# Demo-18th



## vancat (Nov 5, 2004)

Hello All,

I wanted to make the final announcement for the planted tank setup at
Uncle Ned's Fish Factory for March 18th at 1:00pm. On that day,
we'll be putting together a complete setup for a 90 gallon tank that
will include all of the high tech equipment you would find on a
medium-high tech planted tank, including a CO2 system, high light,
etc. If you want to learn about setting up a system from the ground
up, drop by and take notes while we set up this challenging tank.
We'll have discussions about substrate, lighting, driftwood placement
and rockscaping hints, proper plant choice and plant positioning, and
any additional aquascaping hints provided by the members of NEAPS.
The setup will promptly start at 1:00 and continue until the setup is
complete.

Also, I'd like to get some volunteers to help with this setup. Due
to the size of this tank, there will be a need for a certain number
of individuals to aid in various aspects of the setup. If you're
interested, please email myself or one of the officers.

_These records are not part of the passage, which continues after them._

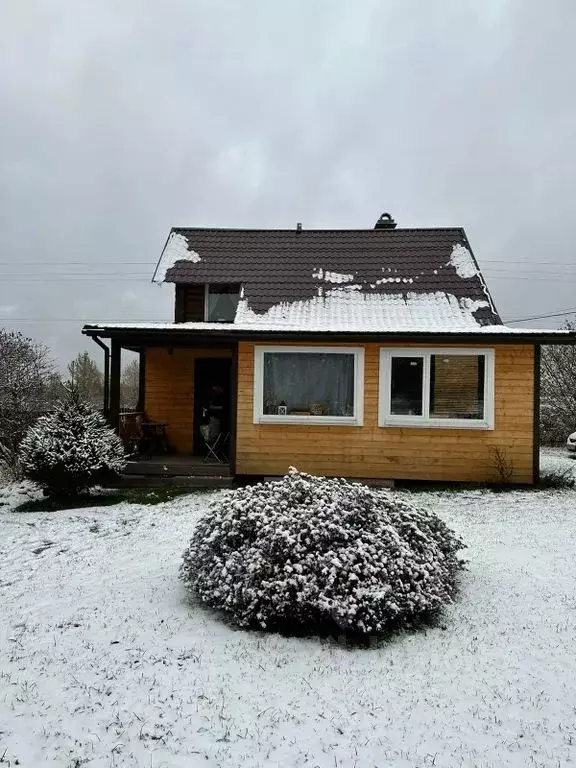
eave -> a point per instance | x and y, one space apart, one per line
181 334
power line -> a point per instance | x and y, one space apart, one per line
542 317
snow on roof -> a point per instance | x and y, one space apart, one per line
343 310
332 277
463 262
176 249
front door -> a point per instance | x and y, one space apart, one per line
212 393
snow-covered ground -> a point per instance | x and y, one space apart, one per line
104 662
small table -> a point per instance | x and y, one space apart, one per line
154 433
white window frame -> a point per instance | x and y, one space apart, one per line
356 420
388 419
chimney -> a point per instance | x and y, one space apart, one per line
385 222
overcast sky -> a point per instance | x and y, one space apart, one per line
120 119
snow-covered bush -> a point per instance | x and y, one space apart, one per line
70 449
318 553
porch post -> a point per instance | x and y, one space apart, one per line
536 417
115 370
141 405
233 408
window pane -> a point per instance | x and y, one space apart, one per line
457 387
222 303
407 386
308 384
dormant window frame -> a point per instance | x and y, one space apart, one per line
357 420
207 303
388 419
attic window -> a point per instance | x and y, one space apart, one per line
221 302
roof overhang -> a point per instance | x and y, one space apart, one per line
190 334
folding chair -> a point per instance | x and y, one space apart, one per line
214 442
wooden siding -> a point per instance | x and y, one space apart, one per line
170 390
395 452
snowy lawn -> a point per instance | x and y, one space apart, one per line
104 662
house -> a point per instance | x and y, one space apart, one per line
372 353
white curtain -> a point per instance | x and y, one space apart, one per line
316 383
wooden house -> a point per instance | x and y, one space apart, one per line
372 353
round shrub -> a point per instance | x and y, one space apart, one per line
315 553
71 449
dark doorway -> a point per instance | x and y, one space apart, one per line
212 395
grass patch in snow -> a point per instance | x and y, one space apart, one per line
103 498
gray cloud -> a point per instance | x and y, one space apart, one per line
120 120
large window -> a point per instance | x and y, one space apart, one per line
221 302
437 388
303 385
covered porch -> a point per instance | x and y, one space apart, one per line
183 425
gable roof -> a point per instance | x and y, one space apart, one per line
371 280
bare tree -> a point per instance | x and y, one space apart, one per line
87 379
29 386
558 392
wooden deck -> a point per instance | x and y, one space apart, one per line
177 471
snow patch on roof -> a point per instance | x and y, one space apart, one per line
332 277
394 280
463 262
345 309
176 249
202 327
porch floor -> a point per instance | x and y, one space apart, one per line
176 470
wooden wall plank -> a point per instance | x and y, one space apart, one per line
395 452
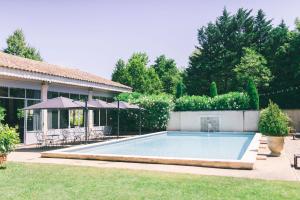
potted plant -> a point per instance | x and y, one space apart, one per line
274 124
8 140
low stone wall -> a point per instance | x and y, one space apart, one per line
236 121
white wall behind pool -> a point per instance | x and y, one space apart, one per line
236 121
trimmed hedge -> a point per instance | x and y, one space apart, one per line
229 101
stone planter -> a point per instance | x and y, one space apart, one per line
3 158
275 144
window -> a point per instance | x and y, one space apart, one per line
62 94
33 94
52 95
96 117
3 91
83 97
53 119
109 99
74 96
76 118
96 97
33 117
17 92
103 121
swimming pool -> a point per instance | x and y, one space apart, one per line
217 149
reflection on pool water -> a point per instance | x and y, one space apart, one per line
197 145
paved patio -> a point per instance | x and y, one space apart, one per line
272 168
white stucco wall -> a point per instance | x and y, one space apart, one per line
228 120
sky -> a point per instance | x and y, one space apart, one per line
92 35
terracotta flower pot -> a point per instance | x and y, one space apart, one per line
275 144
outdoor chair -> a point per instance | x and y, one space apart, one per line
296 135
51 138
66 136
78 134
107 130
97 132
39 138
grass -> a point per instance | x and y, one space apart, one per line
40 181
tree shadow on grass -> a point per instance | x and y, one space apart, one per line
2 167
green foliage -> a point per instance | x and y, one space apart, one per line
193 103
253 95
213 89
273 122
153 82
155 116
168 73
229 101
120 74
137 75
9 138
284 51
16 45
163 76
273 64
253 66
2 114
179 90
220 50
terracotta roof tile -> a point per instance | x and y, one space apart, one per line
16 62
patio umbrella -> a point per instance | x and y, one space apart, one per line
101 104
124 105
64 103
59 103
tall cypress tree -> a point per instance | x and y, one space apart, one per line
213 89
253 95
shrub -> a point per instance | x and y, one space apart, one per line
229 101
8 139
155 116
273 122
193 103
253 95
213 89
2 114
179 89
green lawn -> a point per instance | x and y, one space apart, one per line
39 181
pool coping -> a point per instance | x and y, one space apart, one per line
246 162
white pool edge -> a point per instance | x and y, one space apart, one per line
246 162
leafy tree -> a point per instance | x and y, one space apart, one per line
219 51
137 71
120 73
179 89
137 74
213 89
2 114
16 45
168 73
153 82
261 31
253 66
253 95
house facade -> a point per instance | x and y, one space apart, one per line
24 82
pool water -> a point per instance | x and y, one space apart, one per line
196 145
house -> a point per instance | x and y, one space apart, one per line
24 82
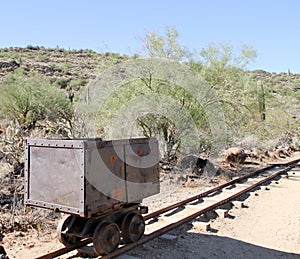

I hope to see a lot of new faces at this event. Drop by and check
out the demonstration. Then get your plants and fish from Ned's and
go home and do the same in your tanks.

See everyone on March 18th!

Bailin Shaw


----------



## h4n (Dec 23, 2005)

I should be Attending this one!  i went there Sat. nice store and easy to find.


----------



## dennis (Mar 1, 2004)

Good. I hope to see you there!


----------



## h4n (Dec 23, 2005)

What time are people showing up at?


----------



## vancat (Nov 5, 2004)

I believe Bailin is shooting for 12ish, I am going to try for shortly after that. Dennis?
penny


----------



## dennis (Mar 1, 2004)

I should be ther areound 12-12:15.


----------



## h4n (Dec 23, 2005)

kool, i'l trya bout the same time also 

- Han


----------



## Jane in Upton (Aug 10, 2005)

This was a GREAT event! I really got a lot out of it, and it was good to see all the elements - materials, aquascaping, equipment, etc. come together in a larger tank.

Well done!
-Jane


----------



## Texex94 (Jul 29, 2004)

*Great turnout!*

Hello All,

I was really glad to see such a large turnout for the 90G planted tank setup at Uncle Ned's. It was great to see some faces I've recognized from past AGA convention and get a chance to meet some new faces. Thanks to Huy, Penny, Dennis, Dave, and several other volunteers to for working the cameras and helping with the aquascaping. Also, a big thanks goes out to Karen Randall for dropping by and interacting with our club and the audience and to Rich for bringing a huge bag of clippings for our demo. It was nice to meet you Jane. It's always good to put names to faces! I hope to see you at future meetings as well as the numerous other people I didn't get the opportunity to interact with.

Finally, our club owes Ned from Uncle Ned's Fish Factory huge debt of gratitude. He got our substrate (Eco-Complete), a nice lighting system, and provided us with all the plants, wood, and rocks we needed to get the setup put together.

Regards,
Bailin Shaw


----------



## Pseud (Oct 19, 2005)

Unfortunately, I wasn't able to make it. Will the pictures be available online somewhere?


----------



## dennis (Mar 1, 2004)

Sorry you could not make this one. We will have the photos online, but editing can take a little time.

Until then, here's a taste:


----------



## Pseud (Oct 19, 2005)

Hehe, I forgot how tall you are!


----------



## dennis (Mar 1, 2004)

Well yeah, actually I am standing on a stool. You're about as tall as me though, right?


----------



## Pseud (Oct 19, 2005)

I think so... you're maybe an inch or two taller.

Ahhh, that explains why bailin looks TINY compared to you in that photo...


----------



## inkslinger (Jan 1, 2005)

*great turn out*

i learn alot on some things, but i had too leav early, had to visted my son who has MR at his school were he lives , and i miss out on the fertilization portion of this demo thats were i'm lacking on my tank because my plants do not look like they are doing good like they should, will there be any other gatherings up this way again, i did here Karen ofer her livingroom , it was nice to meet all of yous got to meet Penny on my way out the door, hope to all meet all again soon for another meeting, thank's! Marcos


----------



## vancat (Nov 5, 2004)

Hey Jane,
great to meet you!
Bailin- did you know Karen offered to have a meeting at her house?
penny


----------



## Jane in Upton (Aug 10, 2005)

Hey Penny! Great to meet you, too! And it was great to meet Dennis, Bailin, Rich, Bryce, and even Karen Randall (*awe*). I love putting faces together with the online names I recognize!

Ohh..... Yes, Yes, I heard Karen offer to hold a meeting at her place! I've been told by BAS folks that if EVER the opportunity arose to see her aquariums, to do whatever it took to make it happen!

So....... could we have a meeting there? She DID offer (I heard it too!!!!!!). 

I'd love to see her planted tanks. 

-Jane


----------